R.I.S.E. media release on Curtin hunger strike

Over 1100 people are currently in Curtin detention centre in the middle of the desert in Western Australia where most of them have been transferred from Christmas Island detention centre after last year’s freeze on the processing of visas for Afghan detainees. This transfer was done against the recommendations of many human rights and refugee rights advocates. Professor Sev Ozdowski, of the Human Rights and Equal Opportunities Commission was reported to have said last year that Curtin was the most wretched of all the detention centres he had investigated.

More than 300 detainees at Curtin detention centre are on hunger strike at the moment, protesting under the hot sun and refusing to go back inside and take food. Detainees are chanting: “We have danger in our country, we can’t go back.”

RISE CEO Ramesh Fernandez says, “Are we simply blind enough to increase the troops in Afghanistan and ignore the victims that war creates? We have been battling the same arguments for the last two decades and not a single one of those arguing against us has come up with a solution which addresses real issues instead of playing politics with our lives. This MoU is a condescending arrangement that has been reached with a war-torn nation.

The role of the UNHCR in facilitating this arrangement must be seriously questioned. What is this agency doing supporting arrangements to forcibly relocate unaccompanied children and others back to a war-zone with an ever-deteriorating security situation?”

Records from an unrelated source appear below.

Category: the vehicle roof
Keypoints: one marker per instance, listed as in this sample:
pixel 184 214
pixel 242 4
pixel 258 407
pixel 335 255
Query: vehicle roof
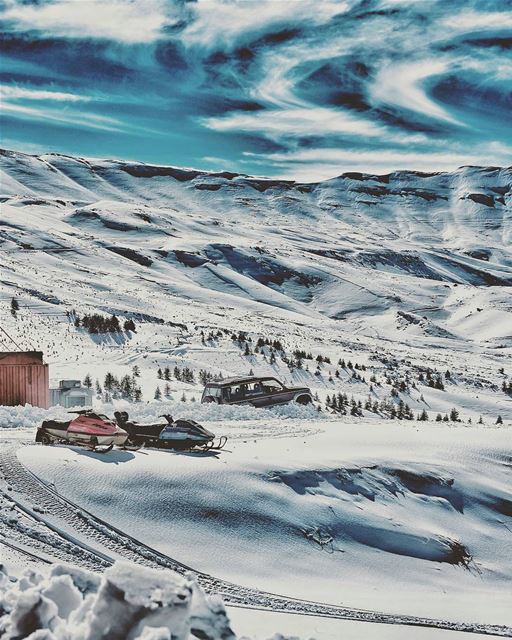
pixel 238 380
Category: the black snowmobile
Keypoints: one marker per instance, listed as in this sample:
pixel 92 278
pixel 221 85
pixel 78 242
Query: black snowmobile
pixel 184 435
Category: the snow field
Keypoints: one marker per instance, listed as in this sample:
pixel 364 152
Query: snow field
pixel 417 518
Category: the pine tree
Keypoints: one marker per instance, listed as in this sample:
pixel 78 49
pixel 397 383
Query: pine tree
pixel 14 307
pixel 129 325
pixel 109 381
pixel 126 388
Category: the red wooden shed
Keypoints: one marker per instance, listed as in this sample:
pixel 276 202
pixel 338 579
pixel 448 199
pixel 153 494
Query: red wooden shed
pixel 23 379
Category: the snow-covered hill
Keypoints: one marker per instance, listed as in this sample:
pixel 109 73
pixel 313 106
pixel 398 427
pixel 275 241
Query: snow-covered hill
pixel 403 271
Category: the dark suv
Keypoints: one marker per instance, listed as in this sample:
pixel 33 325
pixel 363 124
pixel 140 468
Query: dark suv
pixel 260 392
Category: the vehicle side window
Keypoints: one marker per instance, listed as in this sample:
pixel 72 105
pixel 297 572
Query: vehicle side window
pixel 254 389
pixel 272 385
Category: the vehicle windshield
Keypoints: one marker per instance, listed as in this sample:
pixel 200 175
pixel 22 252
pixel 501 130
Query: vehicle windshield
pixel 271 385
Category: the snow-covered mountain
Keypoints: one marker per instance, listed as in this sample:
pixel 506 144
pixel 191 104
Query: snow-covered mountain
pixel 390 291
pixel 406 265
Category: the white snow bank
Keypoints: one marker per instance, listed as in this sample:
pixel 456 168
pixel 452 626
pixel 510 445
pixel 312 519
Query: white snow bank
pixel 29 416
pixel 128 602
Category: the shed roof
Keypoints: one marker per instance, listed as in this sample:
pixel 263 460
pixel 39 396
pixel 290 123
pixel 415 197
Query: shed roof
pixel 21 357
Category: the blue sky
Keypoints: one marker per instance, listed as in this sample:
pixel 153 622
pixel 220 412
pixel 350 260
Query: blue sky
pixel 305 89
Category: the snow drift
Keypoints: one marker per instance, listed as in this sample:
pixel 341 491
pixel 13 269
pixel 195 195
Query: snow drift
pixel 128 602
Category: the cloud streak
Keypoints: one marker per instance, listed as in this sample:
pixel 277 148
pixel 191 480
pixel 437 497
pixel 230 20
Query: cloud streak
pixel 276 87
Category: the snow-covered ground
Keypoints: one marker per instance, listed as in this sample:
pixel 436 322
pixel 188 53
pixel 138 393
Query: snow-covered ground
pixel 414 518
pixel 392 291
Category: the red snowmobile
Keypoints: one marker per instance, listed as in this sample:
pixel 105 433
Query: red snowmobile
pixel 89 429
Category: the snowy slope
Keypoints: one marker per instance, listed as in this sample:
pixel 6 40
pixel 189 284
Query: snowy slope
pixel 409 268
pixel 381 516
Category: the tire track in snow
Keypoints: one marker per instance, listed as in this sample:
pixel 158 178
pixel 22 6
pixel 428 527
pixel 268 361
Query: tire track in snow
pixel 100 535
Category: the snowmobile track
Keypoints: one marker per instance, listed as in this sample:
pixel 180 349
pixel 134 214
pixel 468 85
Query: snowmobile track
pixel 101 535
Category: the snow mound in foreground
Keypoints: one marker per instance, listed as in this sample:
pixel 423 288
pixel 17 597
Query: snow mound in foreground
pixel 128 602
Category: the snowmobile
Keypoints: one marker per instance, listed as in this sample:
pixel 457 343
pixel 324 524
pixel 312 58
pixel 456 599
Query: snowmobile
pixel 184 435
pixel 89 429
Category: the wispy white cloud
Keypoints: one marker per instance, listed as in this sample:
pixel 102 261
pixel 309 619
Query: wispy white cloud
pixel 401 85
pixel 129 21
pixel 14 92
pixel 222 22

While the Australian Government has prepared official documents to excuse its refusal of Afghani refugees visa applications, a young man tried to kill himself by cutting his body. He was taken to Derby Hospital and subsequently treated.

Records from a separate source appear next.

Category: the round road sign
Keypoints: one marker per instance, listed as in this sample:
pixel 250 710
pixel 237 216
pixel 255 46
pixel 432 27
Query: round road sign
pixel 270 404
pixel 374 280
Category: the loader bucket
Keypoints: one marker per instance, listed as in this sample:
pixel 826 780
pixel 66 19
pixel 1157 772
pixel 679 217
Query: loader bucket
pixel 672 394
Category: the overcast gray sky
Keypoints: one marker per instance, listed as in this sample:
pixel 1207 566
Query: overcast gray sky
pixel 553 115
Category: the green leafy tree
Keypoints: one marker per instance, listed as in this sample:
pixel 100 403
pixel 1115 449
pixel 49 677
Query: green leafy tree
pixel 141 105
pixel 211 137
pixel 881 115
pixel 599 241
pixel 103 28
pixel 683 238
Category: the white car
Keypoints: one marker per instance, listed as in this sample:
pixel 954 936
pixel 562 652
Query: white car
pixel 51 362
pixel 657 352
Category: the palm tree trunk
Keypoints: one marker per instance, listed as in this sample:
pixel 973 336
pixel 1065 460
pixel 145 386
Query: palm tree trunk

These detainees are simply asking that the Department of Immigration explain why they have been made to wait so long since the visa freeze and are also questioning the reason for such high rates of rejection.

A RISE correspondent from Curtin detention centre says, “Immigration is saying [there is] no hunger strike inside the camps. If the people are not on hunger strike, why are they not giving permission to journalists to visit inside the detention centre?” Indeed, what does the Department have to hide from the Australian public?

By signing this MOU, UNHCR an international body that purports to not only uphold the rights of refugees but also set standards on the treatment of refugees the world over places its credibility and more importantly the lives of people fleeing persecution at serious risk.